Purpose of the Use. The Second Circuit correctly identified news reporting as the general purpose of The Nation's use. News reporting is one of the examples enumerated in § 107 to "give some idea of the sort of activities the courts might regard as fair use under the circumstances." Senate Report, at 61. This listing was not intended to be exhaustive, see ibid.; § 101 (definition of "including" and "such as"), or to single out any particular use as presumptively a "fair" use. The drafters resisted pressures from special interest groups to create presumptive categories of fair use, but structured the provision as an affirmative defense requiring a case-by-case analysis. See H. R. Rep. No. 83, 90th Cong., 1st Sess., 37 (1967); Patry 477, n. 4. "[W]hether a use referred to in the first sentence of section 107 is a fair use in a particular case will depend upon the application of the determinative factors, including those mentioned in the second sentence." Senate Report, at 62. The fact that an article arguably is "news" and therefore a productive use is simply one factor in a fair use analysis.
We agree with the Second Circuit that the trial court erred in fixing on whether the information contained in the memoirs was actually new to the public. As Judge Meskill wisely noted, "[c]ourts should be chary of deciding what is and what is not news." 723 F. 2d, at 215 (dissenting). Cf. Gertz v. Robert Welch, Inc., 418 U.S. 323, 345-346 (1974). "The issue is not what constitutes `news,' but whether a claim of newsreporting is a valid fair use defense to an infringement of copyrightable expression." Patry 119. The Nation has every right to seek to be the first to publish information. But The Nation went beyond simply reporting uncopyrightable information and actively sought to exploit the headline value of its infringement, making a "news event" out of its unauthorized first publication of a noted figure's copyrighted expression.

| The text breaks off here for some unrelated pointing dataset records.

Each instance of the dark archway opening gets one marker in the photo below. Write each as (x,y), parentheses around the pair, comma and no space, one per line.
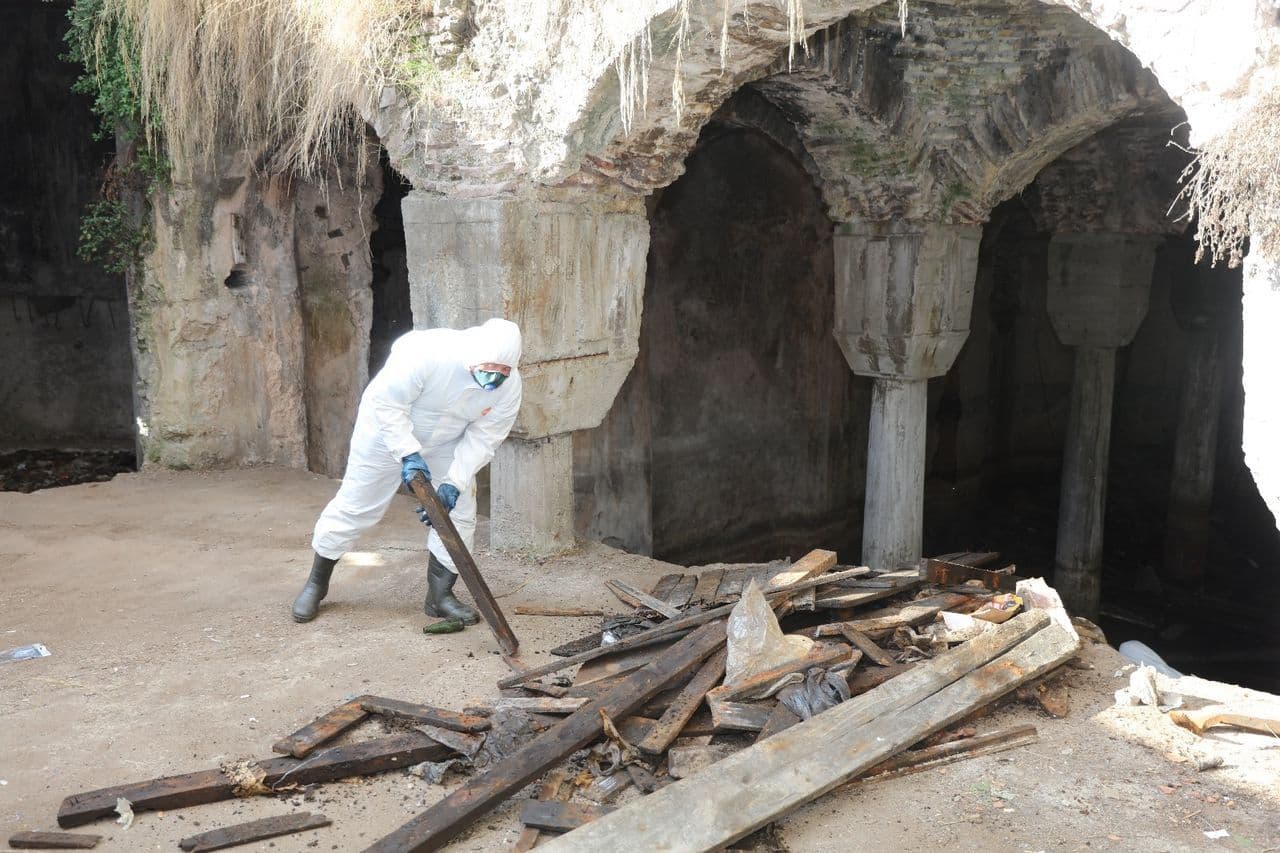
(392,313)
(735,436)
(67,392)
(996,434)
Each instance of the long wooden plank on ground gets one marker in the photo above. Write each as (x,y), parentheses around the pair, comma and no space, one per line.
(213,785)
(323,729)
(901,580)
(684,706)
(465,564)
(424,714)
(252,831)
(682,592)
(446,819)
(560,817)
(53,842)
(549,790)
(666,630)
(950,752)
(767,780)
(885,621)
(629,594)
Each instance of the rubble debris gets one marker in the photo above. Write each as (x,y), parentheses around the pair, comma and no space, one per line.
(252,831)
(53,842)
(812,757)
(449,816)
(1200,721)
(643,711)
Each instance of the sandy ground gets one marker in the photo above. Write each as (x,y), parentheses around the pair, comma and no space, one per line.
(164,600)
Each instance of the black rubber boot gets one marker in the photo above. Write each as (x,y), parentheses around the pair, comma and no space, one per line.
(307,602)
(440,600)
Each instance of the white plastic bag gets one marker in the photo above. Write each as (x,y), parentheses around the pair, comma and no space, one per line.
(757,643)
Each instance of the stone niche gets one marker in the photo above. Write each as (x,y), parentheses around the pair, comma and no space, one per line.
(64,324)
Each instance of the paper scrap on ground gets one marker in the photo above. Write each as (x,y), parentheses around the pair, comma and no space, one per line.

In evaluating character and purpose we cannot ignore The Nation's stated purpose of scooping the forthcoming hard-cover and Time abstracts.
Nature of the Copyrighted work. Second, the Act directs attention to the nature of the copyrighted work. "A Time to Heal" may be characterized as an unpublished historical narrative or autobiography. The law generally recognizes a greater need to disseminate factual works than works of fiction or fantasy. See Gorman, Fact or Fancy? The Implications for Copyright, 29 J. Copyright Soc. 560, 561 (1982).

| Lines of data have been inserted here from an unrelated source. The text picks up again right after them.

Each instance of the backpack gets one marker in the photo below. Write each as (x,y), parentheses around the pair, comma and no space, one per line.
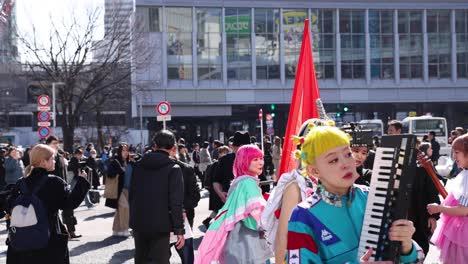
(29,226)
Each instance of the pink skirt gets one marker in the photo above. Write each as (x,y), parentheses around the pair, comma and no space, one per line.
(451,235)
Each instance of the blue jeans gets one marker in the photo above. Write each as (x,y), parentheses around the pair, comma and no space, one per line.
(186,253)
(88,201)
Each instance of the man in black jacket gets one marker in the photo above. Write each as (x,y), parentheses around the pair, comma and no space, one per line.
(156,201)
(191,189)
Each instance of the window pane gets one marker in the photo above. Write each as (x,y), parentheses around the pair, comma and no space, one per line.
(209,43)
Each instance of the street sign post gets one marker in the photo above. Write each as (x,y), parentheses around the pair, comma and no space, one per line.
(43,131)
(43,100)
(163,108)
(43,117)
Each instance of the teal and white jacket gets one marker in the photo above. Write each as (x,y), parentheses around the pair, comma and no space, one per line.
(326,228)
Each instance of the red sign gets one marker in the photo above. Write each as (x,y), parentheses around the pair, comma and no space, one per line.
(43,116)
(163,108)
(43,100)
(43,132)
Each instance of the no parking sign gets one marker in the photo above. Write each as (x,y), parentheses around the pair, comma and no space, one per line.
(163,108)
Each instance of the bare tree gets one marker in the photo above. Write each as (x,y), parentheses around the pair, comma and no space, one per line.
(89,81)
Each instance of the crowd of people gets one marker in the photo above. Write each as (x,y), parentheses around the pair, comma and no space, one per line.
(155,193)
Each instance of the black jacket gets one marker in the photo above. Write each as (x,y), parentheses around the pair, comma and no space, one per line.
(60,168)
(215,202)
(435,151)
(156,195)
(116,169)
(55,194)
(191,189)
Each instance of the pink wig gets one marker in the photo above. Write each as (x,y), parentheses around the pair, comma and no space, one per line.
(244,156)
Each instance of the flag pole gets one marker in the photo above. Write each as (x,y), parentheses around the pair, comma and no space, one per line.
(302,107)
(260,117)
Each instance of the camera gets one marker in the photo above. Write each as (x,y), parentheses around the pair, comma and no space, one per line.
(83,166)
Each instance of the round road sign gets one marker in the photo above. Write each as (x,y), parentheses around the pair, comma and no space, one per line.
(43,132)
(43,100)
(163,108)
(43,116)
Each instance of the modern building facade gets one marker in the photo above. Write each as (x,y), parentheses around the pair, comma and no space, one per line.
(8,40)
(219,62)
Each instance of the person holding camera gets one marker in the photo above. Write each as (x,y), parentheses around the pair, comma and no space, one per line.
(76,166)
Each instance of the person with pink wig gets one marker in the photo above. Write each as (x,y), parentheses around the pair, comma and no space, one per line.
(236,236)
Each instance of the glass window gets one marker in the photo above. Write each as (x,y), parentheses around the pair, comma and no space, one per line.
(267,43)
(409,31)
(209,48)
(154,19)
(381,42)
(148,19)
(238,27)
(179,43)
(352,44)
(323,39)
(293,27)
(461,19)
(439,40)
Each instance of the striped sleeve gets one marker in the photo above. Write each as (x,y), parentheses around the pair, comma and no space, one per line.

Some of the briefer quotes from the memoirs are arguably necessary adequately to convey the facts; for example, Mr. Ford's characterization of the White House tapes as the "smoking gun" is perhaps so integral to the idea expressed as to be inseparable from it. Cf. 1 Nimmer § 1.10[C]. But The Nation did not stop at isolated phrases and instead excerpted subjective descriptions and portraits of public figures whose power lies in the author's individualized expression. Such
The fact that a work is unpublished is a critical element of its "nature." 3 Nimmer § 13.05[A]; Comment, 58 St. John's L. Rev., at 613. Our prior discussion establishes that the scope of fair use is narrower with respect to unpublished works. While even substantial quotations might qualify as fair use in a review of a published work or a news account of a speech that had been delivered to the public or disseminated to the press, see House Report, at 65, the author's right to control the first public appearance of his expression weighs against such use of the work before its release. The right of first publication encompasses not only the choice whether to publish at all, but also the choices of when, where, and in what form first to publish a work.

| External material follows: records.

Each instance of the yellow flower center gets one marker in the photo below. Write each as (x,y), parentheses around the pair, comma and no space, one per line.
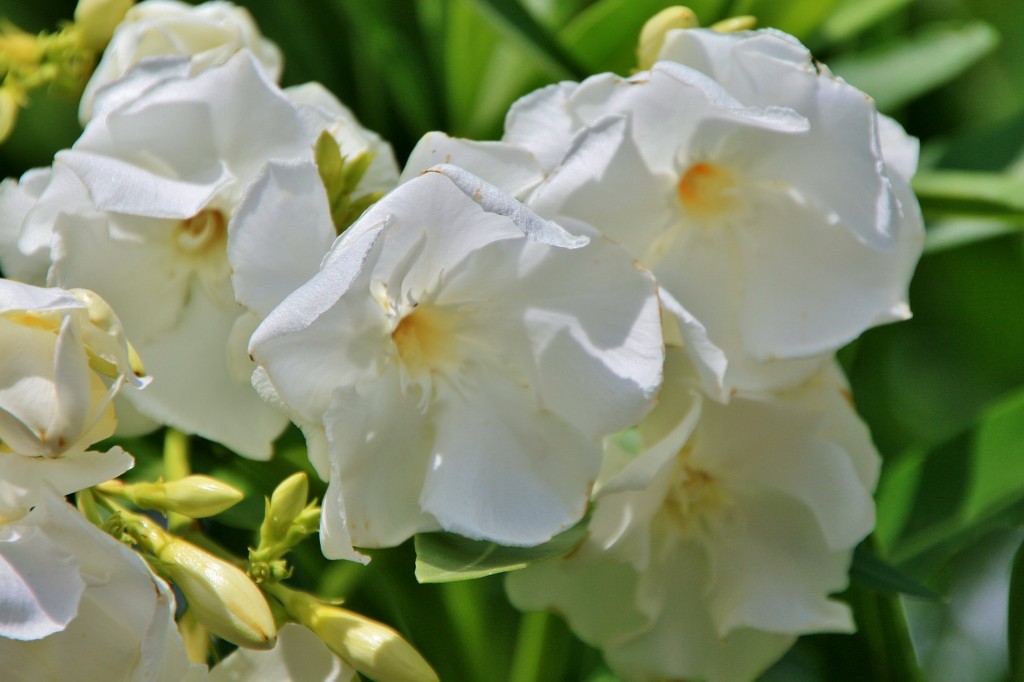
(693,496)
(203,233)
(426,339)
(707,189)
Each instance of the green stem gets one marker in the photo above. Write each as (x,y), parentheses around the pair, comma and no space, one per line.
(1015,620)
(882,622)
(176,466)
(540,637)
(466,605)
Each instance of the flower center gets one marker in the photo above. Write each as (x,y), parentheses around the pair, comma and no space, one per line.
(693,496)
(708,189)
(202,233)
(426,339)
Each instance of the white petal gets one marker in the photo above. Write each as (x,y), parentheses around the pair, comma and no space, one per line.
(66,474)
(786,593)
(194,389)
(504,471)
(279,235)
(511,168)
(40,586)
(683,643)
(381,441)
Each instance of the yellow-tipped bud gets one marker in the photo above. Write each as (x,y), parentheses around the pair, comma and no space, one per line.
(734,24)
(195,497)
(653,32)
(221,596)
(287,503)
(10,105)
(102,357)
(371,647)
(196,638)
(95,19)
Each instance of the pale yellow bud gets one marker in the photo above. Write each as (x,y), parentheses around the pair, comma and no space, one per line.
(102,317)
(9,109)
(96,19)
(287,503)
(373,648)
(734,24)
(220,595)
(195,497)
(653,32)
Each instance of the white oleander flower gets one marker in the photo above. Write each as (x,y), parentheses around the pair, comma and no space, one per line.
(77,604)
(299,655)
(744,528)
(774,220)
(455,364)
(139,211)
(62,358)
(207,35)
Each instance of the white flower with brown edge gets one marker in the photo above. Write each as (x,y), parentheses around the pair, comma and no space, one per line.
(772,218)
(205,36)
(77,604)
(62,358)
(139,211)
(747,525)
(461,359)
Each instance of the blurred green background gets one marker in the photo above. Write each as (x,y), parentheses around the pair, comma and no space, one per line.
(943,393)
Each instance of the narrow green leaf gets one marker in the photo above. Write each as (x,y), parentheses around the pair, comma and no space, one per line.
(955,233)
(442,557)
(854,16)
(997,474)
(901,71)
(971,195)
(520,25)
(870,570)
(1015,617)
(798,17)
(604,36)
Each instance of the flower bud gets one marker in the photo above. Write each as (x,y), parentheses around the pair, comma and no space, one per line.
(220,594)
(287,503)
(195,497)
(373,648)
(735,24)
(96,19)
(653,32)
(9,108)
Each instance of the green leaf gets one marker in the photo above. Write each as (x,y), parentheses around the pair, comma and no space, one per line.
(854,16)
(604,36)
(520,25)
(971,195)
(955,233)
(442,557)
(798,17)
(997,473)
(1015,617)
(869,570)
(899,72)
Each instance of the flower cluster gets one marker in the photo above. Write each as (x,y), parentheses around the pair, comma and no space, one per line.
(631,304)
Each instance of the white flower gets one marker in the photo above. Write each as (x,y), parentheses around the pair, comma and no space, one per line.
(299,654)
(206,35)
(772,219)
(139,211)
(76,604)
(744,529)
(460,358)
(25,253)
(62,358)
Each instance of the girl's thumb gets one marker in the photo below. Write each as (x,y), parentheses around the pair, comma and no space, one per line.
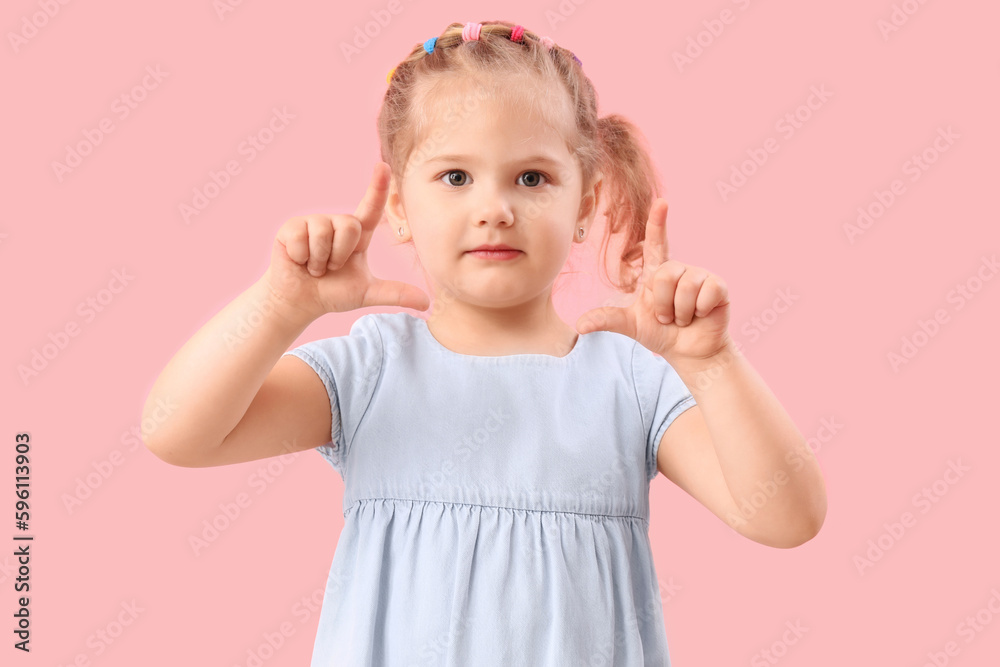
(396,293)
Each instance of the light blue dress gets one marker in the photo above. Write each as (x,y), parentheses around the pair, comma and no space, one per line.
(496,509)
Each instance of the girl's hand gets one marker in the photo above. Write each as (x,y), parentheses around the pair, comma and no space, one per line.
(319,262)
(681,311)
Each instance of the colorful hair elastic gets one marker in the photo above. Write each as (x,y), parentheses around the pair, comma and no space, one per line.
(471,32)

In the case of Mr. Ford's manuscript, the copyright holders' interest in confidentiality is irrefutable; the copyright holders had entered into a contractual undertaking to "keep the manuscript confidential" and required that all those to whom the manuscript was shown also "sign an agreement to keep the manuscript confidential." App. to Pet. for Cert. C-19 — C-20. While the copyright holders' contract with Time required Time to submit its proposed article seven days before publication, The Nation's clandestine publication afforded no such opportunity for creative or quality control. Id., at C-18. It was hastily patched together and contained "a number of inaccuracies." App. 300b-300c (testimony of Victor Navasky). A use that so clearly infringes the copyright holder's interests in confidentiality and creative control is difficult to characterize as "fair."
Amount and Substantiality of the Portion Used. Next, the Act directs us to examine the amount and substantiality of the portion used in relation to the copyrighted work as a whole. In absolute terms, the words actually quoted were an insubstantial portion of "A Time to Heal." The District Court, however, found that "[T]he Nation took what was
As the statutory language indicates, a taking may not be excused merely because it is insubstantial with respect to the infringing work. As Judge Learned Hand cogently remarked, "no plagiarist can excuse the wrong by showing how much of his work he did not pirate." Sheldon v. Metro-Goldwyn Pictures Corp., 81 F.2d 49, 56 (CA2), cert. denied, 298 U.S. 669 (1936). Conversely, the fact that a substantial portion of the infringing work was copied verbatim is evidence of the qualitative value of the copied material, both to the originator and to the plagiarist who seeks to profit from marketing someone else's copyrighted expression.
Stripped to the verbatim quotes,
Effect on the Market. Finally, the Act focuses on "the effect of the use upon the potential market for or value of the copyrighted work." This last factor is undoubtedly the single most important element of fair use.
More important, to negate fair use one need only show that if the challenged use "should become widespread, it would adversely affect the potential market for the copyrighted work." Sony Corp. of America v. Universal City Studios, Inc., 464 U. S., at 451 (emphasis added); id., at 484, and n. 36 (collecting cases) (dissenting opinion). This inquiry must take account not only of harm to the original but also of harm to the market for derivative works. See Iowa State University Research Foundation, Inc. v. American Broadcasting Cos., 621 F.2d 57 (CA2 1980); Meeropol v. Nizer, supra, at 1070; Roy Export v. Columbia Broadcasting System, Inc., 503 F. Supp., at 1146. "If the defendant's work adversely affects the value of any of the rights in the copyrighted work (in this case the adaptation [and serialization] right) the use is not fair." 3 Nimmer § 13.05[B], at 13-77 — 13-78 (footnote omitted).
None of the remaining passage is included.